I heard footsteps coming toward me and dove behind the car like a criminal. Nothing happened. No one called my name. No one said, “Aha!” When I finally came up for air, both Detective Martin and Aunt Ginny were gone.
SIX
The police car showed up at seven o’clock, driven by the police officer who had been first on the scene the day that Ethan fell.
“Detective Martin wants to talk to you,” he said.
I knew that already. He had called and asked me to come in.
We want to talk to you about Ethan Crawford, he had told me. I’m sending a car.
I was surprised Aunt Ginny wasn’t the one to call me. She had told me that Josh Martin was in charge of the case now, but it still puzzled me when I was ushered into an interview room where Detective Martin was waiting for me—alone.
“Have a seat, Riley,” he said.
I sat. Where was Aunt Ginny?
“I asked you to come in because I need to ask you some questions about Ethan Crawford. You’re not under arrest, nor are you a suspect at this time. Do you understand?”
Wait a minute! “Suspect? Suspect in what?”
“Do you understand, Riley?”
“Yes. But—”
“You are under no obligation to answer my questions, but I’m sure you want to help us get to the bottom of what happened to Ethan. I have to caution you, however, that if you do answer my questions, anything you say can be used against you in subsequent proceedings. Do you understand?”
Subsequent proceedings?
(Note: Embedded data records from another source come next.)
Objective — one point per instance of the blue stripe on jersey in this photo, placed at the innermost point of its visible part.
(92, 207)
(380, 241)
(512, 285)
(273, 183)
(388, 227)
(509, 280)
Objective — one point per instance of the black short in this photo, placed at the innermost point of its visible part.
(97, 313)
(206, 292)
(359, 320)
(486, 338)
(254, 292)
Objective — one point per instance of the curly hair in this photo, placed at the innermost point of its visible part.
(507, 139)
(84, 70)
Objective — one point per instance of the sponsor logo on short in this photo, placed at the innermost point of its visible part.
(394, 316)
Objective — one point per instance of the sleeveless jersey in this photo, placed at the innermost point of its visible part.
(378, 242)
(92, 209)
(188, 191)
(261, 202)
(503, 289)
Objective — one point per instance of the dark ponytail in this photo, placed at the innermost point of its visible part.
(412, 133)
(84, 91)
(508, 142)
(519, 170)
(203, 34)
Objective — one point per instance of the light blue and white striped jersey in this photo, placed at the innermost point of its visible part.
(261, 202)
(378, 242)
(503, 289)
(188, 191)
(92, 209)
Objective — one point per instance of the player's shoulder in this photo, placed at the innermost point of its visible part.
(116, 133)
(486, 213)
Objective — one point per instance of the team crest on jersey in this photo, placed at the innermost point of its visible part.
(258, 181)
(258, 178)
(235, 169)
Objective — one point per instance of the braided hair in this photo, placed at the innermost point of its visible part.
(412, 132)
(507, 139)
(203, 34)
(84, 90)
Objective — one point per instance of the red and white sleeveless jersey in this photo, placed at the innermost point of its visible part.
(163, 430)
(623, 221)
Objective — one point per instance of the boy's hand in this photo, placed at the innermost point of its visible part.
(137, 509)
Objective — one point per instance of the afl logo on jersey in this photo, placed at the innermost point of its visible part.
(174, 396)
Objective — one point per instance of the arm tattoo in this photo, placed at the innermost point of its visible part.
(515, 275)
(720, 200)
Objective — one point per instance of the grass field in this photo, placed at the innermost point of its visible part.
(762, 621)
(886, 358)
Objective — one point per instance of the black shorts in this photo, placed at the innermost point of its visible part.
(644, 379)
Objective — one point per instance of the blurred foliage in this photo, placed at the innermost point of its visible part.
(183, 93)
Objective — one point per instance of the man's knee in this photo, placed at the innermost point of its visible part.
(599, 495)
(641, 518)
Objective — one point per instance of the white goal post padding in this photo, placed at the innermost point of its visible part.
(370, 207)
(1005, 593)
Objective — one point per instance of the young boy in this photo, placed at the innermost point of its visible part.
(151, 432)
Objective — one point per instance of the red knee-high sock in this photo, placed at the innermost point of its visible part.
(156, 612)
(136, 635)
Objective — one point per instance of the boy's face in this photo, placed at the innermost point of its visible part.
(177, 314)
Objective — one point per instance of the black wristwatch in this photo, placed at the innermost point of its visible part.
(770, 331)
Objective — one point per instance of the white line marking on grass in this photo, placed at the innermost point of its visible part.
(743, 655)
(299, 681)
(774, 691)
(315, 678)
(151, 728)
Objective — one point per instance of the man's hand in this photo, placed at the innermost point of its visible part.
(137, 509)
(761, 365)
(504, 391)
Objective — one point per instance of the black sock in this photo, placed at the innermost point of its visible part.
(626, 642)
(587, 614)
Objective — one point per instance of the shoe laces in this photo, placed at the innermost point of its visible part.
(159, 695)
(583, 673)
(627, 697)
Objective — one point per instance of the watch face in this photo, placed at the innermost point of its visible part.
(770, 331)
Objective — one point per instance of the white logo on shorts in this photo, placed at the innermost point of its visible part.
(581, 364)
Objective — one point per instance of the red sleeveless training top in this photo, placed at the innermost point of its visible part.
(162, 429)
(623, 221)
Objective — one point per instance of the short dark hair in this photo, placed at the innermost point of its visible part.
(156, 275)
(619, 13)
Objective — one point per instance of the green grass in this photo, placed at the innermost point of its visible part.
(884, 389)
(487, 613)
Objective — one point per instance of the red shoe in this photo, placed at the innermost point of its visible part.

What was going on?
“Do you understand, Riley?”
“I thought you said I wasn’t a suspect.”
“You’re not.”
“Then why are you talking about subsequent proceedings?”
The question seemed to annoy him.
“It’s procedure. I have to give you this caution. Now do you understand or not?”
“I understand, but—”
> “Furthermore, as a juvenile, you are entitled to have a parent, guardian or some other adult present when you answer my questions. Do you understand?”
I did. “My aunt Ginny…”
“Do you want me to call her in? You have the right to have her here. However, you should be aware that if you ask her to come in here as your guardian, she will have to be removed from this case. It would be a conflict of interest for an investigating officer to attend this interview as your guardian. As a police officer, her job is to determine the truth of this case. As your guardian, she has a duty to protect you and your interests. The two don’t necessarily coincide.”
I looked right at him, but his face was like a rigid plastic mask. It was impossible to make out what was going on behind it.
He had said I wasn’t a suspect. He’d read it from the paper he had in front of him. I hadn’t done anything wrong. I wasn’t even sure what was going on. Did Detective Martin’s caution mean that the police had reached a conclusion about Ethan’s death? Did the fact that I wasn’t a suspect mean that suspects were being sought and, therefore they had concluded that someone had been involved in Ethan’s death? Detective Martin’s questions would give me a good idea what he was thinking. As for dragging Aunt Ginny into this, there was one thing I knew for a fact. If Aunt Ginny was pulled off the case—especially if it turned out to be a homicide case—on my account, there would be no living with her.
“I don’t need anyone with me,” I said.
“You’re declining your right to have an adult present?”
“Yes.”
He shoved a paper across the table. “Please read this aloud and initial that you understand what you’re signing.”
The paper outlined what he had already told me. After I’d initialed every clause, I signed at the bottom. He took the paper from me and tucked it into a file folder. He set that aside and pulled something out of his pocket. He slid it across the table to me. It was in a plastic baggie.
“Do you recognize this?”
“It’s mine.” The look of satisfaction in his eyes told me he already knew that. The item in the baggie was the green-and-gold four-leaf-clover charm that Charlie had given me, the one I’d attached to the loop on my backpack. “I’ve been looking for it. I lost it.”